Based on the principle that form reflects function, McGrew et al. (2005) predicted
that researchers will, through future direct observations, find chimpanzees at Fongoli/
Senegal use the relatively long ant-dipping tools in the 2-handed pull-through
technique, i.e., while chimpanzees stand bipedally or perched on trunks, to reduce the
painful bites of driver ants. The even greater average length of ant-dipping wands at
Gashaka suggests the same.
Another reflection of environmental constraints concerns the absence of termite
eating at Gashaka. Termites are a favorite prey of chimpanzees across Africa, though
they are not eaten everywhere (McGrew 1992). At Gashaka, we found no evidence
that chimpanzees use tools to harvest termites. Termite-fishing tools are typically
made from rather perishable material, such as grass and leaf midribs (Goodall 1986;
McGrew et al. 1979), which renders discoveries post hoc difficult. Nevertheless, we
never identified termite heads in feces despite the fact that chitin is indigestible for
apes, which clearly contrasts with findings at other sites, where termites might be
present in as much as 27% of feces (McGrew 1992). Various environmental factors
1016
A. Fowler, V. Sommer
could explain the absence of eating termites. First, the overall abundance of mounds
might be low as only 2 were located in a random 16-ha plot. Still, mounds exist,
sometimes in clumped distribution in the woodland-savannah, and large mounds
also occur at forest edges and in the forest itself. Second, suitably flexible and
resilient vegetation for the manufacture of tools might not be easily available,
because the yearly burning of the savannah-woodland favors coarse grasses in the
vicinity of mounds. However, termite-fishing is common in Assirik/Senegal where
intense dry-season burning is likewise practiced (Hunt and McGrew 2002). Third,
termites did not bite into probes of various materials with which we provoked them,
despite the fact that soldiers will immediately bite into skin. Thus, on balance we
tentatively conclude that the absence of termite-fishing reflects environmental
constraints, while at the same time suggesting that the extremely high preponderance
of fecal samples with ant remains (42%, more than at any other chimpanzee site;
Schöning et al. 2007) might be related to the absence of termite-eating.
Cultural Explanations for Behavioral Variation
The degree of modification of the substrate from which tools are manufactured is a first
potential cultural variation. e.g., the raw materials used for tools are, similar to other
sites, typically altered through reduction, i.e., stripping leaves, breaking off twigs,
peeling off bark, and clipping ends. About 4 out of 5 Gashaka tools were at least
partially stripped. A similar proportion of peeling (86%) occured at Assirik, whereas
tools at Gombe are virtually never peeled (McGrew et al. 1979, cit. in McGrew 1992).

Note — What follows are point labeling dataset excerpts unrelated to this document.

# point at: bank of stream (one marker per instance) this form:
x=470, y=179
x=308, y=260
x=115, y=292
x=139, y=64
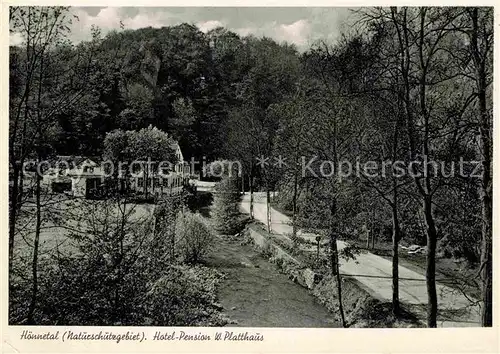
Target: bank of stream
x=255, y=294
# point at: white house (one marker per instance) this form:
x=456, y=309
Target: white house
x=166, y=181
x=85, y=174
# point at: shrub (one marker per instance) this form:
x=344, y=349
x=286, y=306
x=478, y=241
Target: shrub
x=226, y=215
x=194, y=237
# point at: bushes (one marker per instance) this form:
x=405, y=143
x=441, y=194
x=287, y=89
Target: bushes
x=120, y=272
x=226, y=215
x=194, y=237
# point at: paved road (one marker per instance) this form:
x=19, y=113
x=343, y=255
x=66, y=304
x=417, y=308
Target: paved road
x=256, y=294
x=375, y=272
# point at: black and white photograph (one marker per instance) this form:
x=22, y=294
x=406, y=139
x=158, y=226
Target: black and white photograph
x=256, y=167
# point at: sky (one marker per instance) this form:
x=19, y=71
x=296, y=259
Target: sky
x=300, y=26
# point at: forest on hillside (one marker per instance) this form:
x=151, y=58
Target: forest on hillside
x=404, y=84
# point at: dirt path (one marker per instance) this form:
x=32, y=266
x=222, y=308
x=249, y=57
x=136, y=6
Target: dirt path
x=255, y=294
x=375, y=273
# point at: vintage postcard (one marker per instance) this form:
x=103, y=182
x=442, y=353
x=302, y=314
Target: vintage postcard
x=249, y=177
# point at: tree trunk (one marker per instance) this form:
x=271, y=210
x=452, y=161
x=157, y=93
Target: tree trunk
x=34, y=266
x=334, y=261
x=251, y=197
x=268, y=208
x=396, y=234
x=430, y=275
x=294, y=206
x=13, y=211
x=486, y=201
x=484, y=154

It is hard to imagine that intrinsic characteristics of vegetation differ so much between
West, Central, and East Africa as to predetermine the degree to which tools are peeled.
Thus, the varying proportions could well reflect cultural variation.

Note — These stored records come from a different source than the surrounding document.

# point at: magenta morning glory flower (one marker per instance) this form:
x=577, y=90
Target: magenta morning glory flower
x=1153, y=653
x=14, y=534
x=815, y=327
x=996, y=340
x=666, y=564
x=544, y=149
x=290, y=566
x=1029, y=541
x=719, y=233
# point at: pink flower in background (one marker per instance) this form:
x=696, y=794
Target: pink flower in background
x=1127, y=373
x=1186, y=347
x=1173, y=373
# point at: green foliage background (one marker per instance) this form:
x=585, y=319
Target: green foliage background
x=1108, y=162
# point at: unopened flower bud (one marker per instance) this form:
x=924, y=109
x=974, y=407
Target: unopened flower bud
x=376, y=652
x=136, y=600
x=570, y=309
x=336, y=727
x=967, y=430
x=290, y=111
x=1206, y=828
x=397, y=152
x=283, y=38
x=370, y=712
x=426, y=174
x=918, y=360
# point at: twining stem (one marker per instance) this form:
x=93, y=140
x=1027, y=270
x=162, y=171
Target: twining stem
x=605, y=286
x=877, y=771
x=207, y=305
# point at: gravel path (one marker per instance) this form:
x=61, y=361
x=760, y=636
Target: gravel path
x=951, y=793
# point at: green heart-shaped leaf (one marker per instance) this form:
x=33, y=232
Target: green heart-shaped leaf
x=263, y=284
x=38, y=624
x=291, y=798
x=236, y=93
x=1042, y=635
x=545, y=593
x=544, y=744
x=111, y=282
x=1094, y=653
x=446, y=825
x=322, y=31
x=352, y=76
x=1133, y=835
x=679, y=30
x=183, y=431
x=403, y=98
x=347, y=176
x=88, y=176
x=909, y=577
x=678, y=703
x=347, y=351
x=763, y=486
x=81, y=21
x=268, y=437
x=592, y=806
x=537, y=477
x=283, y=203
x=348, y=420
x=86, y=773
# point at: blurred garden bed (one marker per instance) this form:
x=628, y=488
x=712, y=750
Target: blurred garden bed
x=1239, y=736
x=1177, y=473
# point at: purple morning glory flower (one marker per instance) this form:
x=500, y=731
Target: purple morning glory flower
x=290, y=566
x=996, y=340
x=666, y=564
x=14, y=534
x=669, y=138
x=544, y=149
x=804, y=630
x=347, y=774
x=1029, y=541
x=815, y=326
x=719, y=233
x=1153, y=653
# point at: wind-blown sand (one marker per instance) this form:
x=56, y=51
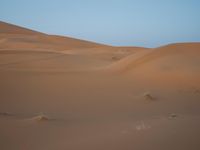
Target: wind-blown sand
x=63, y=93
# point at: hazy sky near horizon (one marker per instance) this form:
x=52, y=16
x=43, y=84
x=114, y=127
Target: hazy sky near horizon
x=148, y=23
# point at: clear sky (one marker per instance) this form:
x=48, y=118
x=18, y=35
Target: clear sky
x=148, y=23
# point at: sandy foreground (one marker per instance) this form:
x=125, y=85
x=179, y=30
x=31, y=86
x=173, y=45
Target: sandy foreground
x=59, y=93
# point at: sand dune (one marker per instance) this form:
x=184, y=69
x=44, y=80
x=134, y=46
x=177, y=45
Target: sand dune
x=96, y=97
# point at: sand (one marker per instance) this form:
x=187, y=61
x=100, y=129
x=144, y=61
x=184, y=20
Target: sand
x=64, y=93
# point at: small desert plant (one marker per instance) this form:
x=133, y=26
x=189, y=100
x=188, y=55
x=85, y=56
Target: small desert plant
x=148, y=96
x=40, y=118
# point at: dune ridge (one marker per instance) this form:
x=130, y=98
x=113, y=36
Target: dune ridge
x=94, y=96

A second potential example concerns the lack of evidence for nut-hammering at
Gashaka, despite the presence of 2 large hard-shelled and edible nuts (Elaeis guineensis,
Detarium microcarpum) along with suitable hammers and anvils under two-thirds
of nut-bearing trees. The Gashaka chimpanzees appear not to crack either species of
nuts with tools. Chimpanzees crack a similar species, Detarium senegalense, via
hammers at the West African sites of Tiwai/Sierra Leone (Whitesides 1985; cit. in
McGrew 1992), and Taï/Ivory Coast (Boesch and Boesch-Achermann 2000).
Individuals crack open oil-palm nuts with tools at Kanton/Liberia (Kortlandt and
Holzhaus 1987), Nimba/Guinea (Yamakoshi and Matsuzawa 1993) as well as
Bossou/Guinea (Sugiyama and Koman 1979) where no other hard-shelled nut suitable for cracking occurs (Matsuzawa 1994).

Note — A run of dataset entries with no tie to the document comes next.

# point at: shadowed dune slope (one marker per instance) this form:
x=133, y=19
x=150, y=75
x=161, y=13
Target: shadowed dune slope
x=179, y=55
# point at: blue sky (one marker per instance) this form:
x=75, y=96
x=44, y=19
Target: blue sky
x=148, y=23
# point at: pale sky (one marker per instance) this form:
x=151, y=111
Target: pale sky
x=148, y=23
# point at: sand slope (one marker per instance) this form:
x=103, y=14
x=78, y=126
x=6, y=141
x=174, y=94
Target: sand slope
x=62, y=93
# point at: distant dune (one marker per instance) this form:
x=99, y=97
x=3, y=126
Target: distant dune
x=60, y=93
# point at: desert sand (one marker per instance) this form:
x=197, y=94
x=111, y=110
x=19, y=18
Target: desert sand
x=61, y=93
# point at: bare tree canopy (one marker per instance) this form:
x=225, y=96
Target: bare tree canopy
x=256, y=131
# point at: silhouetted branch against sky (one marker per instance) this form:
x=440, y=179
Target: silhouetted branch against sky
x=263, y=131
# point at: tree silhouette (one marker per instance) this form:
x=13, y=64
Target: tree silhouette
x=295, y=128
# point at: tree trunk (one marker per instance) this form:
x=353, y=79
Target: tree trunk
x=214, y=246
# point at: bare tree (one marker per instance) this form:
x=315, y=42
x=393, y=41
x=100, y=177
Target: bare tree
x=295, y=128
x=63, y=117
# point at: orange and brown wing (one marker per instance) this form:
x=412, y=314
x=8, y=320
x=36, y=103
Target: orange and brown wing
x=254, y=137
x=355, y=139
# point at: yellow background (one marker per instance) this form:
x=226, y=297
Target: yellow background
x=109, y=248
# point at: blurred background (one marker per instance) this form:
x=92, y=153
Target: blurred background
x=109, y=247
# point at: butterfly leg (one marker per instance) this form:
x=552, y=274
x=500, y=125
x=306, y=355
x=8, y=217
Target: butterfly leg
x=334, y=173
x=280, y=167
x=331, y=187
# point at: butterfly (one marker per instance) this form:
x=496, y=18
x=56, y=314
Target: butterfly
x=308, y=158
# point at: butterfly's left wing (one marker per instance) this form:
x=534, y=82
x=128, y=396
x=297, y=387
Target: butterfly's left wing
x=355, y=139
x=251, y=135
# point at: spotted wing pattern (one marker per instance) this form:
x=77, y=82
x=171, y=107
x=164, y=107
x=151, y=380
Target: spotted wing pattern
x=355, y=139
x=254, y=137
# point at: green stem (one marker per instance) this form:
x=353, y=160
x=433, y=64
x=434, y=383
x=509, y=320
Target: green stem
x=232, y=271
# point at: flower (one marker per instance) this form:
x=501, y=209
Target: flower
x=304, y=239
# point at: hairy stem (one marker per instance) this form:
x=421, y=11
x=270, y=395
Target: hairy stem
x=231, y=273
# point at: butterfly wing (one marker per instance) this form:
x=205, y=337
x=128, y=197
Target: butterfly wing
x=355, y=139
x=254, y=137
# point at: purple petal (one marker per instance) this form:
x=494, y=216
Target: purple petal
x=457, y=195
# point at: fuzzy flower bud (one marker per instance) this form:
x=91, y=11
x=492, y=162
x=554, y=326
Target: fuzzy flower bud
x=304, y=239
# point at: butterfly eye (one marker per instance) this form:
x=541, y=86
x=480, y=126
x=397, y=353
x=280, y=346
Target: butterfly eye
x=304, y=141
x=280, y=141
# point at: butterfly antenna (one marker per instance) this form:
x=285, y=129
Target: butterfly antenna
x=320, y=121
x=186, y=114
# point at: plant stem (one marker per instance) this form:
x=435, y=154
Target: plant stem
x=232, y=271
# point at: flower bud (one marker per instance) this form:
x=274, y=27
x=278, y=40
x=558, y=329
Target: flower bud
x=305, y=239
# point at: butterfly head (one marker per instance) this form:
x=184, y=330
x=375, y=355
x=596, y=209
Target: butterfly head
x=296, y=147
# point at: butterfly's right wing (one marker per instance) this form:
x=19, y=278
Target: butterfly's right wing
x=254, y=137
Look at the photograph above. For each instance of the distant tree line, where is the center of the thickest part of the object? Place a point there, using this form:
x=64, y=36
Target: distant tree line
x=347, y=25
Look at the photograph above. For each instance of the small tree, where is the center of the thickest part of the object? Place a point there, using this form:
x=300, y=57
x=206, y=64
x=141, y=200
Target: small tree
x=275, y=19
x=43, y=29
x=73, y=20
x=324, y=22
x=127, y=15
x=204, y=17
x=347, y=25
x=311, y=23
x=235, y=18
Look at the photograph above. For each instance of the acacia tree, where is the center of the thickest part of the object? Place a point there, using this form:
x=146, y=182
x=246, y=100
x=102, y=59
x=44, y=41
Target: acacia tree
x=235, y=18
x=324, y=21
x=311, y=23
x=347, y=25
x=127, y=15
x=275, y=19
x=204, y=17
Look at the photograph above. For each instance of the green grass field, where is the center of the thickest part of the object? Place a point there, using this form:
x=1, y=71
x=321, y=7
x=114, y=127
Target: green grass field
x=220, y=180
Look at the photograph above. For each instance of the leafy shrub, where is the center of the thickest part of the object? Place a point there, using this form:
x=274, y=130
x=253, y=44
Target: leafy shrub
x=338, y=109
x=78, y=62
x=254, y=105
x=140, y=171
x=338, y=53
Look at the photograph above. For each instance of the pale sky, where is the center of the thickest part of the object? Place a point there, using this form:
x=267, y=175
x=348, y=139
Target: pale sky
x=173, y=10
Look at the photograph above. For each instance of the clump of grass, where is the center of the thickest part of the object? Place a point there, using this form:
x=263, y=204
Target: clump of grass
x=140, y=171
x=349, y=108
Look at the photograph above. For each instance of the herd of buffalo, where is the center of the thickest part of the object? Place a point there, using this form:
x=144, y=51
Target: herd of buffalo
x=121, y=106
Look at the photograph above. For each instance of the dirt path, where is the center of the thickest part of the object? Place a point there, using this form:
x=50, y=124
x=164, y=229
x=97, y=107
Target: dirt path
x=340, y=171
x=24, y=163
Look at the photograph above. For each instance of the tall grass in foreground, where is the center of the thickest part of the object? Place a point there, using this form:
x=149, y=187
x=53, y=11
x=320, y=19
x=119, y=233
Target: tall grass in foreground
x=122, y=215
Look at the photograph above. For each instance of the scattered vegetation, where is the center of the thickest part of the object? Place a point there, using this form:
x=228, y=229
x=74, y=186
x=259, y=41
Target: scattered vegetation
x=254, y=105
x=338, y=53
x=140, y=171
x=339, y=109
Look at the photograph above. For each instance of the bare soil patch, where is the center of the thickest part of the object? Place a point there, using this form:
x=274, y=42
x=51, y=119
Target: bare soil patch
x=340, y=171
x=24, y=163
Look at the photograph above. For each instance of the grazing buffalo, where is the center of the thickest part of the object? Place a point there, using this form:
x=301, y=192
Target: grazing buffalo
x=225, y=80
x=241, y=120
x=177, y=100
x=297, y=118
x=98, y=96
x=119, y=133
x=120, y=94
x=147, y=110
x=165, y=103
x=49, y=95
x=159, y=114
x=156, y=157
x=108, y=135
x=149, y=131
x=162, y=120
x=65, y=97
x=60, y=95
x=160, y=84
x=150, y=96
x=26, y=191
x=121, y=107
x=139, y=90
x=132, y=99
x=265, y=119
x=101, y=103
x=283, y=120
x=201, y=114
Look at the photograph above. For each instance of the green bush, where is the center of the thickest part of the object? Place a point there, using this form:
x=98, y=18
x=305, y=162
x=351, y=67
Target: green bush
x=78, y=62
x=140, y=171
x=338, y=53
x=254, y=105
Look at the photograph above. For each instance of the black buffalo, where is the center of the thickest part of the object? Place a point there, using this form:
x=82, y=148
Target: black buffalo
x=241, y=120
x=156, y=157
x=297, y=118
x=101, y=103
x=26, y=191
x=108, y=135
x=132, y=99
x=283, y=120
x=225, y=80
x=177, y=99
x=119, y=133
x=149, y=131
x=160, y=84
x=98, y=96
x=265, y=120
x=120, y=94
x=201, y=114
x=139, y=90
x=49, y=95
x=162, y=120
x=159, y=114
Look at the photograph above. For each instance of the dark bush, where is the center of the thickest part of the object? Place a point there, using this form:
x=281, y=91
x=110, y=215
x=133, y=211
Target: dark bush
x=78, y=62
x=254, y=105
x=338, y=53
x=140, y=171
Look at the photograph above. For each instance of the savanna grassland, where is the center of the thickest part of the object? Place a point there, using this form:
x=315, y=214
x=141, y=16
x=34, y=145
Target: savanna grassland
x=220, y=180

The nearby population of Pan troglodytes vellerosus in Korup/Cameroon seems
likewise to ignore hard nuts, despite occasional presence of suitable hammer stones.
Again, environmental constraints might be fine-tuned so as to remain unrecognized.
For example, nuts predisposed for cracking might be so rare at Gashaka as to render
their exploitation uneconomical, particularly as suitable hammers and anvils occur in
relatively low abundance. Nevertheless, on balance, the scenario at Gashaka, and
Korup, seems to be similar to that at Lopé/Gabon. There, nut-producing trees,
including Detarium microcarpum, are also present at low density, but none of the
available species of nuts is cracked with any of the readily available tools (McGrew
Subsistence Technology of Nigerian Chimpanzees
1017
et al. 1997). The finding supports the hypothesis that nut-hammering is restricted to
the most northern populations of West Africa (Boesch et al. 1994), and that the
absence of nut-hammering reflects cultural variation.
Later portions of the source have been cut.